20日に最大で40cmほども降った箱根の雪は、21日終日降り続いた大雨で、かなり融けたようです。それでも、雨の上がった22日に遠望した丹沢山塊は、ようやく冬らしい表情を見せていました。
21日午前中、第2回目となる「おだわら地域力市民力表彰」の授与式が、生涯学習センターけやきにて行われました。今年は、市内各連合自治会エリアから、5人と15団体の皆さんが推挙され、表彰を受けられました。それぞれ、地道な活動に熱心に取り組んでこられた方々ばかり。一枚ずつ表彰状を渡しながら、感謝とねぎらいの言葉をかけさせていただきました。

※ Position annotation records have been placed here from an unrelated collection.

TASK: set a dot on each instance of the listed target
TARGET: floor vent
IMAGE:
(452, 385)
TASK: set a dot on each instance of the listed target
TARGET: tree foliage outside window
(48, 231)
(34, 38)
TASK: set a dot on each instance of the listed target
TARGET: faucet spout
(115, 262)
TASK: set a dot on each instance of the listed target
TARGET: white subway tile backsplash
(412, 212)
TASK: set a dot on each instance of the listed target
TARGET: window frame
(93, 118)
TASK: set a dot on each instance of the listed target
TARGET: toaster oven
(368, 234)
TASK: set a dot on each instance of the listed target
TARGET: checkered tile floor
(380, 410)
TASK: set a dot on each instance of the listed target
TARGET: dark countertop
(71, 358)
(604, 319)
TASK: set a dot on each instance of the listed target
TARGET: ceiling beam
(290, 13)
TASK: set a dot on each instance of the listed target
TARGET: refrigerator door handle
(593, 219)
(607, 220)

引き続いて行われた地域活動推進協議会の講演会では、神奈川県温泉地学研究所研究員による地震についての発表と、相馬市でのボランティア活動に参加された高須さんから、被災地での活動の様子と、小田原での今後の備えへの示唆について、詳しい報告がありました。高須さんは、もともと小田原市外の方でしたが、今回のボランティア活動に、都合3回も参加された経験を経て、小田原に転入され、福祉の仕事をされながら継続的に被災地への支援活動も積極的に取り組んでおられます。ボランティアに参加して得たものはとても大きかったとのお話は、この日参加されていた多くの自治会長さんたちにも響いたのではないかと思います。
22日午後、今年3回目となる、行政戦略アドバイザーとの公開アドバイザリーを、ダイナシティのキャニオンステージで行いました。アドバイザーは、食材を生かした地域おこしで豊富な実績を持っておられる金丸弘美先生。アドバイザリーの内容は、小田原がもつ豊かな地域資源を、これまでの発想や手法を越えて活かし、小田原のブランド向上と地域経済の活性化、更にはコミュニティの活性化を目指すうえで、今後どのような取り組みを進めたらよいか、について。

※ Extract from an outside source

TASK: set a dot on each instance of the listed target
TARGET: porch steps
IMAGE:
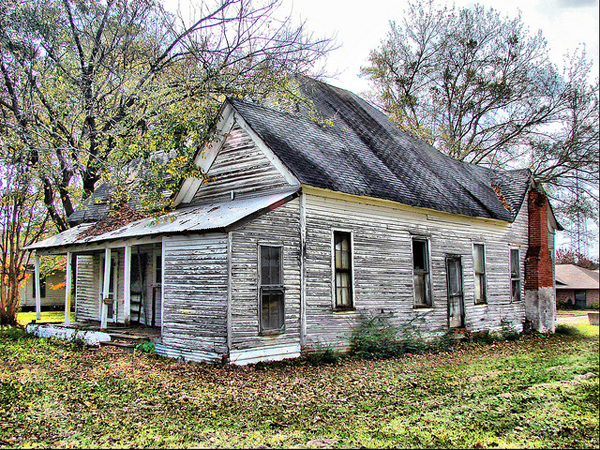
(127, 342)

1次産業・2次産業・3次産業をかけあわせた「6次産業」という言葉は、重要な地域づくり手法として認知されてきており、全国各地には様々な成功事例が生まれてきています。小田原には、新鮮な水産資源、柑橘や梅などの果実類、玉ねぎやナスなどの野菜、下中の酪農など、各分野の素材に恵まれていると同時に、それらを加工する様々な産業も根付いています。しかし、蒲鉾や干物・塩辛、梅干や梅酒など、小田原の定番ともいえる商品としては存在感があるものの、更に幅広い商品開発や料理レシピの開発、環境調和型のライフスタイルにマッチした付加価値化などへの取り組みは、まだまだその取り組み余地が大きいと感じています。

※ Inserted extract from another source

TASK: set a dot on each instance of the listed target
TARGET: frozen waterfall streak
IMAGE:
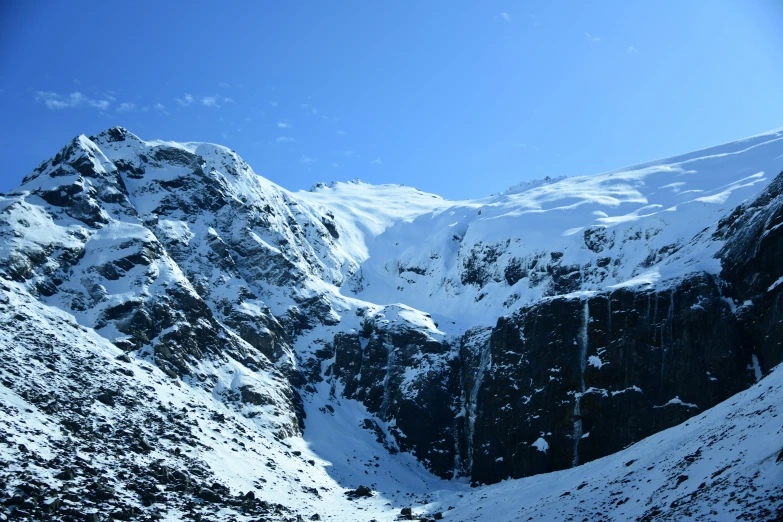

素材の特性や持ち味、他産地との比較優位性をデータで確認する。ひとつの食材を様々な形で料理し、レシピのバリエーションを増やす。その中で評判の良いものを中心に、惣菜を作り、あるいは農家レストランを開く。商品の販売スタイルや拠点のあり方を工夫する。女性や高齢者の力を生かす。健康への効果や、地域環境の改善に資するような取り組みにする。単なる農業体験から、市民農園で栽培すべき農作物の指導をする「教える農業」という新しい切り口による農業の多角化や裾野の拡大など・・・。各地の豊富な事例をもとに、金丸先生はいろいろなヒントを出してくれました。
会場には、市内各地からの生産者の皆さんや、食生活改善団体の皆さん、漁業関係者、食品加工業者など、様々な方が傍聴に。この公開アドバイザリーを踏まえ、次は「小田原まちづくり学校」を今年度中に開校した上で、次の具体的な6次産業化を目指していくことになります。